An artist’s impression of the NASA InSight lander on Mars. Credit: NASA

However, on January 19th, with the storm abating, InSight popped out of safe mode and called home, indicating power levels were potentially back to “normal” (e.g. running at around 25% of rated capacity). Even so, the mission team have opted to keep the science systems off-line until the storm had fully passed and an accurate assessment of the lander’s power situation can be made.

At the same time, and further south in Jezero Crater, the Mars 2020 mission was also impacted by a dust storm shortly after New Year’s Day. The rise in atmospheric dust was not a serious impediment to the nuclear-powered Perseverance rover, but it did cause worry among the Ingenuity helicopter team, because the tiny helicopter is solar powered, and has a very limited battery life that needs daily recharging. As such, there was concern that if the dust reached a point where minimal sunlight was reaching the helicopter’s little solar array, the battery might discharge faster than it could be charged up, killing the helicopter.

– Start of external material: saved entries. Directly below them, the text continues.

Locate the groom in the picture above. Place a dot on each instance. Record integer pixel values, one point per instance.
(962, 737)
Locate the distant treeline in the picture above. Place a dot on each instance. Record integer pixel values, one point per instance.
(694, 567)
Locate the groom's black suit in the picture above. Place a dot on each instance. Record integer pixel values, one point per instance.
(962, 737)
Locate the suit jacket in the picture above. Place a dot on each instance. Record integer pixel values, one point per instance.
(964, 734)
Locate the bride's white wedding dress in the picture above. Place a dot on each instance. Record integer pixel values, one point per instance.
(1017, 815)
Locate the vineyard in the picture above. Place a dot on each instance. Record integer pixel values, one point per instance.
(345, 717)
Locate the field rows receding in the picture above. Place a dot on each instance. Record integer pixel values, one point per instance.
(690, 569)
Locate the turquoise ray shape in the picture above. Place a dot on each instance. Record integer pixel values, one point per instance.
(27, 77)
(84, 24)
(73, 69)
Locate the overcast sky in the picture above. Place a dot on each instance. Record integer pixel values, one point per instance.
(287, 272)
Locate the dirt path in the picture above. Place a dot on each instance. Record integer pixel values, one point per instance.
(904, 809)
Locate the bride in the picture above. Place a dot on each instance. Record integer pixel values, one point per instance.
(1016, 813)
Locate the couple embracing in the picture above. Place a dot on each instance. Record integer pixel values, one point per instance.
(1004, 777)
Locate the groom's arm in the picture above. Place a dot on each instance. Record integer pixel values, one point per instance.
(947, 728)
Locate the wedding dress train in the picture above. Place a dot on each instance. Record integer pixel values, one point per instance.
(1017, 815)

As it was, by January 5th, 2022, visibility within the crater was such that Ingenuity’s planned 19th flight had to be postponed. Not only did the use of its rotor mean a rapid depletion in battery reserves, the increased levels of dust lifted into the atmosphere during a storm acts as an insulating blanket, trapping sunlight and raising the ambient temperature and reducing its local density, which in turn makes it much harder for the helicopter to achieve lift.

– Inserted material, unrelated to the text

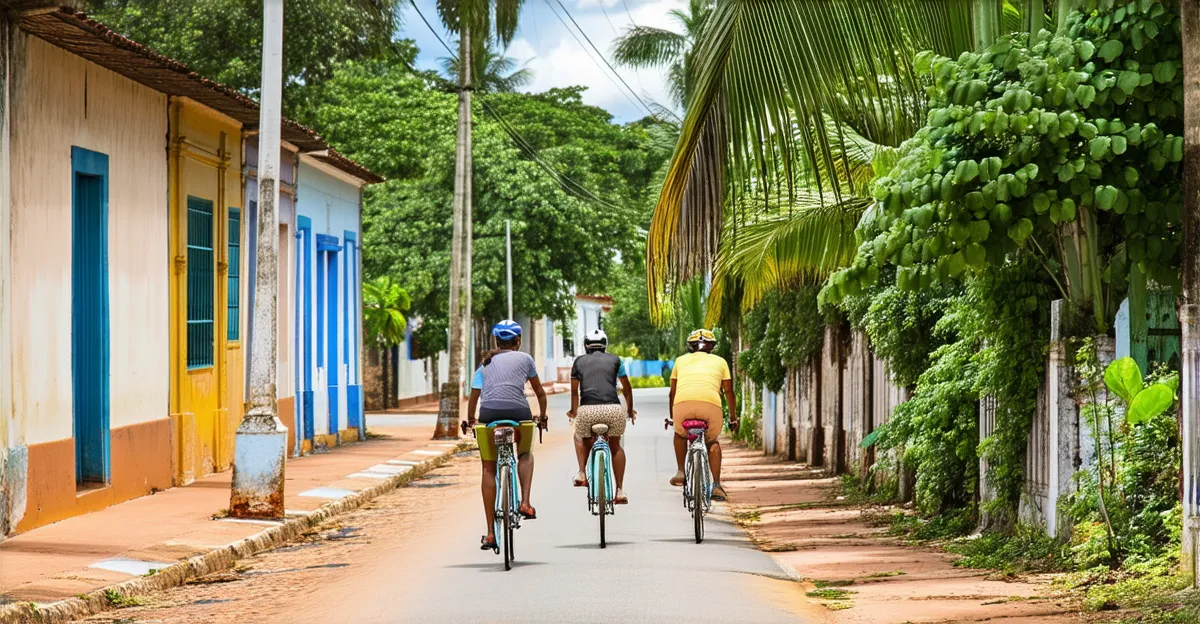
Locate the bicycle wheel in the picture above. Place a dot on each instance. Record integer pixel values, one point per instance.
(507, 513)
(697, 499)
(603, 492)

Images acquired on January 9th, 2022 from the Mars Colour Imager instrument on NASA’s Mars Reconnaissance Orbiter are here combined to create a view of Mars showing the presence of a regional dust storm obscuring Jerzero Crater, home of the Mars 2020 mission(white circle). Credit: NASA/JPL / MSSS

In a way, the decision to postpone the January 5th flight marked another first for Ingenuity – making the first aircraft ever to have a flight delayed by inclement weather on another planet. But the decision was correct: on January 5th, atmospheric density in the area of the crater where both Perseverance and Ingenuity are located have dropped by 7% (as measured by the weather station on the rover), putting it below the minimum the helicopter required for stable flight, and Ingenuity’s solar array was gathering sunlight 18% below that recorded immediately prior to the storm arriving.

Mid-January saw the storm start to pass, and as it did so information returned by Ingenuity revealed it to be in good health, if in need of a little time in sunlight to restore itself. The 19th flight was therefore re-scheduled for Sunday, January 23rd, although at the time of writing this piece, there had been no news as to whether the planned 100 second flight had actually gone ahead.